GithubHelp home page GithubHelp logo

Comments (15)

smunaut avatar smunaut commented on July 22, 2024 1

They're still not going to sleep, but since I posted they did spend 12h a day (overnight) in standby_z (manually transitioning them). The first 3 days I left them in active mode hoping they would finish whatever they were busy, but since them I put a script to put them to standby_z manually for the night. (And they do stay in that mode so the host is definitely not issuing any stray commands)

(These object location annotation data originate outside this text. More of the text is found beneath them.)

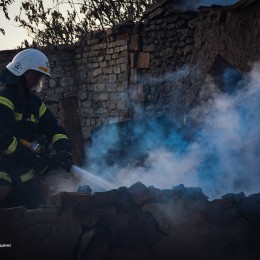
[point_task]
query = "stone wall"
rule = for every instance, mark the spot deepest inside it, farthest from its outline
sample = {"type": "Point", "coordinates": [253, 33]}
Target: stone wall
{"type": "Point", "coordinates": [181, 46]}
{"type": "Point", "coordinates": [149, 69]}
{"type": "Point", "coordinates": [134, 223]}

	Model Number: ST6000VN001-2BB186
	Firmware Revision: SC60

I did reboot for sure. I think I did a full power off but I'm not 100% sure anymore. I will retry that when I get the chance.
(ATM the machine they are in is being used, It'll probably have to wait until next weekend)

from openseachest.

smunaut avatar smunaut commented on July 22, 2024 1

It's a small NAS exposing volumes through NFS and Samba.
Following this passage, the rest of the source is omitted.